Path to the image file relative to the root of the dataset files archive. Example:

```
images/cumin_canister_spring.jpg
```

***

## **Answer Format**

The expected answer to the question. Example:

```
1.2
```

***

## **Complete Example**

```json theme={null}
train_dataset = [
  {
    "prompt": [
      {
        "role": "user",
        "content": [
          { "type": "image" },
          {
            "type": "text",
            "text": (
              "When a spring does work on an object, … provide your reasoning between <think> and </think> "
              "and then your final answer between <answer> and (put a float here) </answer>"
            )
          }
        ]
      }
    ],
    "image": "images/cumin_canister_spring.jpg", 
    "answer": "1.2",
  },
]
```

***

## Reward functions

Depending on the dataset structure and task objectives, you may need to define reward functions for model training. These reward functions are accepted by the trainer through a special `reward_models.py` file.
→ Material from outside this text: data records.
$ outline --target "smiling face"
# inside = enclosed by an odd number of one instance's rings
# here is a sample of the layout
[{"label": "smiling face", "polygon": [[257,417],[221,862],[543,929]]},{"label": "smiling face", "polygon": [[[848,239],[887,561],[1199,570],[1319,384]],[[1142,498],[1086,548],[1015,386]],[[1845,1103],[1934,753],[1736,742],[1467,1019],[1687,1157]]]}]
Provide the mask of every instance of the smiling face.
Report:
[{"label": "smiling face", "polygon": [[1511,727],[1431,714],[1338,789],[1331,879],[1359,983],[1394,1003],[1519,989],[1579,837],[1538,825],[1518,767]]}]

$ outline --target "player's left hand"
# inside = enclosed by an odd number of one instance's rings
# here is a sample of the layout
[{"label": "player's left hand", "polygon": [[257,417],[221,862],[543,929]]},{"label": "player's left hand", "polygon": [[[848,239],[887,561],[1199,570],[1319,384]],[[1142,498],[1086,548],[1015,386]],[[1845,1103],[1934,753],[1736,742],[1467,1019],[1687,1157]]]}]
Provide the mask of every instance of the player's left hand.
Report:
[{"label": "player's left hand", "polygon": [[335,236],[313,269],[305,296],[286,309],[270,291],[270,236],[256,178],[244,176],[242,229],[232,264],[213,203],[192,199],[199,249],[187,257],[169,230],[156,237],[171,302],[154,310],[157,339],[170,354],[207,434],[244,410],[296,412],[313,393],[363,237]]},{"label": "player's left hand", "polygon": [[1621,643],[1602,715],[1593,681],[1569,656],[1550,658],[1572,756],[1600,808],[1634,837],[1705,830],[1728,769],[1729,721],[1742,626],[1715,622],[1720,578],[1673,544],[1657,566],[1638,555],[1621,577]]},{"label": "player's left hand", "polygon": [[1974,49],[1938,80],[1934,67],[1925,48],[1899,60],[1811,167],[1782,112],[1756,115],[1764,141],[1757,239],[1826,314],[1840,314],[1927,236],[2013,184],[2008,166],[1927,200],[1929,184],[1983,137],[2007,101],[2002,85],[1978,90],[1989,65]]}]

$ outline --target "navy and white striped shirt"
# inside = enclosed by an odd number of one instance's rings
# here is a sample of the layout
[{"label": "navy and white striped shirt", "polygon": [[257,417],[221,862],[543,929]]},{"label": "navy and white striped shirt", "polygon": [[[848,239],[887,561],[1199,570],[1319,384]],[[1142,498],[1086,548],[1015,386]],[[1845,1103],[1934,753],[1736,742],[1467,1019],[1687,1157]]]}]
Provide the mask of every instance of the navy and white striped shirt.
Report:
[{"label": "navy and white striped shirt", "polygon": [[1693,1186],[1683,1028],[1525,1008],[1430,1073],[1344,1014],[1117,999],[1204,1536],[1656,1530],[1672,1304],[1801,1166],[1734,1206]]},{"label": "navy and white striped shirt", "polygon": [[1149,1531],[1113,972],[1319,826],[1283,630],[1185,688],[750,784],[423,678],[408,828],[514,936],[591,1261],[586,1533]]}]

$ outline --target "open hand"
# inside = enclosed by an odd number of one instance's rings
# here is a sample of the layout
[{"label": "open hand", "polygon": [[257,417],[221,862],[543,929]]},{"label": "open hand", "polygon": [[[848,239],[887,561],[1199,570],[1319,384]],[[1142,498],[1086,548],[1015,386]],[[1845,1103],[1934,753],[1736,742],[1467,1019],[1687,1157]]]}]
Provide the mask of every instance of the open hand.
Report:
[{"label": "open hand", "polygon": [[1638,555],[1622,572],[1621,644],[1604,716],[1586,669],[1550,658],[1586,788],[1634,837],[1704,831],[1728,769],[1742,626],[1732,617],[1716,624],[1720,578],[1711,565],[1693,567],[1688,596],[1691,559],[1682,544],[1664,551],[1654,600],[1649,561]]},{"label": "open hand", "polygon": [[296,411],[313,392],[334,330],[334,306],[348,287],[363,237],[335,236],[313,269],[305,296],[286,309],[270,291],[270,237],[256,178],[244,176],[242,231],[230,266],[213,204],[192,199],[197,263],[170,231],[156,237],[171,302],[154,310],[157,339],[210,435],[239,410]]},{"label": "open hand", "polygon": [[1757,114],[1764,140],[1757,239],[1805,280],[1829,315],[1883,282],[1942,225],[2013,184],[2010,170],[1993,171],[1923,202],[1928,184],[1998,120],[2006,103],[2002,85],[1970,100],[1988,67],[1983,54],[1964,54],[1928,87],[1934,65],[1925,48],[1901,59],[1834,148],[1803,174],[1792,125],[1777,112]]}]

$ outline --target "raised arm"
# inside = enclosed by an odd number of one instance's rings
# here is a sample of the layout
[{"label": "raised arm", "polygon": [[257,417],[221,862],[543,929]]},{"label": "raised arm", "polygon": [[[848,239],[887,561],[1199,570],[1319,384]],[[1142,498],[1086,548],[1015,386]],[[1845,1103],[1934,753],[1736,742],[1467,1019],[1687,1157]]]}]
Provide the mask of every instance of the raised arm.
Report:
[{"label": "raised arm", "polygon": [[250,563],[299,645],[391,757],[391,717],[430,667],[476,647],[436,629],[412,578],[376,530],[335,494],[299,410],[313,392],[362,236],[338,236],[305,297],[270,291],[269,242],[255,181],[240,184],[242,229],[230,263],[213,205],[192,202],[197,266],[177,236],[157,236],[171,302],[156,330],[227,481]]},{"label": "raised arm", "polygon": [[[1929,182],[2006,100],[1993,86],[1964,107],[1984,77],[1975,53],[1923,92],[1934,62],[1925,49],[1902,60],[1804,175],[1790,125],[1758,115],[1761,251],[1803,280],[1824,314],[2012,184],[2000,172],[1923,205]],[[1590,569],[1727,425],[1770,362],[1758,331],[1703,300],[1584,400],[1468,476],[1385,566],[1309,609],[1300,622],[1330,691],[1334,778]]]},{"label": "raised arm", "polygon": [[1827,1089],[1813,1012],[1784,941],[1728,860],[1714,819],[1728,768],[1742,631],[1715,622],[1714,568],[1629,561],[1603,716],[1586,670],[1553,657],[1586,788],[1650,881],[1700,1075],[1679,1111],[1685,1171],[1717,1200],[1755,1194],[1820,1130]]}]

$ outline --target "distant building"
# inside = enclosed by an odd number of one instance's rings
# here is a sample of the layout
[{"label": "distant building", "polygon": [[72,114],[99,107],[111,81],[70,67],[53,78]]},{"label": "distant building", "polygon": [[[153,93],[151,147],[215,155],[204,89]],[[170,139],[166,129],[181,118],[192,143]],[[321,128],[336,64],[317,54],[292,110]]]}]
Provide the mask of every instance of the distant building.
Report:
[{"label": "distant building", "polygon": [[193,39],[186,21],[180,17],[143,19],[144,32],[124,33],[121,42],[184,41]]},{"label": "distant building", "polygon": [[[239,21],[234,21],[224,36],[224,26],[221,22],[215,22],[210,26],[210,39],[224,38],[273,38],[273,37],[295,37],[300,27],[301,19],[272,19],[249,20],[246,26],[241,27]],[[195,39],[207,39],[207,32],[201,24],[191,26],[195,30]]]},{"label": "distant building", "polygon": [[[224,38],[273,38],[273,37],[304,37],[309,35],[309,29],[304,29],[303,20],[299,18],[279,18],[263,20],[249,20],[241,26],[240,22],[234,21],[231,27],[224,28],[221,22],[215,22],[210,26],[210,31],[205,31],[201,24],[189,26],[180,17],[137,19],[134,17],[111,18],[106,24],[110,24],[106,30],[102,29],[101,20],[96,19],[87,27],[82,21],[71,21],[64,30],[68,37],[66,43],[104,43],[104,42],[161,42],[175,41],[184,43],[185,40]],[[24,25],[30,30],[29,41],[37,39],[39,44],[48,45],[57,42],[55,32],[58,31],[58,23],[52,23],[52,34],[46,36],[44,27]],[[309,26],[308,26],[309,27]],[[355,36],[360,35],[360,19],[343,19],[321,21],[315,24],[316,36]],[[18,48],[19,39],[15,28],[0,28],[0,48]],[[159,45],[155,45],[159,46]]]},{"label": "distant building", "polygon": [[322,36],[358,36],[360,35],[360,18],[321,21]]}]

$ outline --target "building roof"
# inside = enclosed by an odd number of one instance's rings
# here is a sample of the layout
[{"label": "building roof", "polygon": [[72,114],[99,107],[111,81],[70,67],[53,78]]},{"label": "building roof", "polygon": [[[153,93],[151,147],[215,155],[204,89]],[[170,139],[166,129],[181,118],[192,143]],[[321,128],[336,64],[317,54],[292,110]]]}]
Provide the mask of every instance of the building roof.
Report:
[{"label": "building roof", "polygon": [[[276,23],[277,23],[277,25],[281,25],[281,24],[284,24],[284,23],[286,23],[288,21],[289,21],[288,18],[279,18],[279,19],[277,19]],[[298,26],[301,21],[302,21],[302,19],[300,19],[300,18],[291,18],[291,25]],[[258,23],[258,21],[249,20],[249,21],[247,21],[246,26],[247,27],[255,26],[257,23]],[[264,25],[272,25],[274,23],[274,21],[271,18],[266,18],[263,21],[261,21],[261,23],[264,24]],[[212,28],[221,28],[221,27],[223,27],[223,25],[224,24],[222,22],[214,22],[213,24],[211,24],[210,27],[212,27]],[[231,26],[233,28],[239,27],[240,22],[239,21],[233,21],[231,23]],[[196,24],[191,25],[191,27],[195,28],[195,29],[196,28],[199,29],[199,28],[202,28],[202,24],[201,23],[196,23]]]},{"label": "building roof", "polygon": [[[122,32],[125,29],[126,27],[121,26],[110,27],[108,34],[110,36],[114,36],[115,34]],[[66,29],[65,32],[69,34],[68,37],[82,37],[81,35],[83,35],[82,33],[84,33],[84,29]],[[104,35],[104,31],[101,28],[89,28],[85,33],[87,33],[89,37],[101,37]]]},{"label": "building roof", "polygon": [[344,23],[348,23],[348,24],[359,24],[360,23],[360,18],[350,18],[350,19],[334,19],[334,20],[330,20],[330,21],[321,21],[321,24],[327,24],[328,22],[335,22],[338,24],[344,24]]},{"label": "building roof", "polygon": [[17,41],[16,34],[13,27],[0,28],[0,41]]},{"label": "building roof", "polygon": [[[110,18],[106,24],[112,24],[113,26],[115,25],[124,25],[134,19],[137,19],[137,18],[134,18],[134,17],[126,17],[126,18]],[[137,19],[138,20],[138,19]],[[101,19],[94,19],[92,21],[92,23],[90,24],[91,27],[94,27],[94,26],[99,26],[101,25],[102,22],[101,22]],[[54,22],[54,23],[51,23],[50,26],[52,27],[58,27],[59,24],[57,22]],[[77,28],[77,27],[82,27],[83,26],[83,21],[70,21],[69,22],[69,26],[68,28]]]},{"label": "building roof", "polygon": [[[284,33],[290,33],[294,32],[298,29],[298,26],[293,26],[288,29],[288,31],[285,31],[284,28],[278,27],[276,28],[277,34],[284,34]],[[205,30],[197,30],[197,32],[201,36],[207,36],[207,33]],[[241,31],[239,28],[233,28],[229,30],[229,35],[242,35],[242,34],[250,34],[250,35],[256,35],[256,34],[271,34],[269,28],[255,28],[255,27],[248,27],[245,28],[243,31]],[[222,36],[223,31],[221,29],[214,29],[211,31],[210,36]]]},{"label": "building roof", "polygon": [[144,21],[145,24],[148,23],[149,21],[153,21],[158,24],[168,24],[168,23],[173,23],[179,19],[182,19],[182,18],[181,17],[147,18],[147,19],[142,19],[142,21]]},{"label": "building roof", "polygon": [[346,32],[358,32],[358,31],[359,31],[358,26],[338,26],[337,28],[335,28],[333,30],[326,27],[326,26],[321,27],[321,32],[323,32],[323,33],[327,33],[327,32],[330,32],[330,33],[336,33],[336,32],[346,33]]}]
This sections outlines (with examples) the standard method for providing custom reward functions.

Users should define their reward functions in a file named `reward_models.py`, which must expose a list named `reward_functions` containing callable functions.

<Note>
  The **reward functions** list is then passed directly to GRPOTrainer like so: \
  \
  `GRPOTrainer(reward_functions=reward_functions, **kwargs)`
</Note>

***

## Example implementation

```python theme={null}
from your_tags import reasoning_start, reasoning_end, solution_start, solution_end
import re
from typing import Callable, List

def formatting_reward_func(completions, **kwargs) -> List[float]:
    """
    Rewards the presence of both reasoning and answer tags in the model's output.
    """
    thinking_pattern = f'{reasoning_start}(.*?){reasoning_end}'
    answer_pattern   = f'{solution_start}(.*?){solution_end}'
    scores = []

    for completion in completions:
        text    = completion[0]['content']
        score   = 0.0
        if len(re.findall(thinking_pattern, text, re.DOTALL)) == 1:
            score += 1.0
        if len(re.findall(answer_pattern, text, re.DOTALL)) == 1:
            score += 1.0
        scores.append(score)

    return scores


def correctness_reward_func(prompts, completions, answer, **kwargs) -> List[float]:
    """
    Rewards exact match of the numeric answer within the <answer> tags.
    """
    answer_pattern = f'{solution_start}(.*?){solution_end}'
    responses = [
        re.findall(answer_pattern, comp[0]['content'], re.DOTALL)
        for comp in completions
    ]

    # Example debug print
    q     = prompts[0][-1]['content']
    a     = answer[0]
    resp0 = completions[0][0]['content']
    print("-"*20, f"Q: {q}\nA: {a}\nR: {resp0}")

    return [
        2.0 if len(r)==1 and r[0].strip()==str(a) else 0.0
        for r in responses
    ]

reward_functions: List[Callable] = [formatting_reward_func, correctness_reward_func]
```

***

* `formatting_reward_func` checks that `<think>…</think>` and `<answer>…</answer>` appear exactly once.
* `correctness_reward_func` validates the extracted answer matches the ground truth.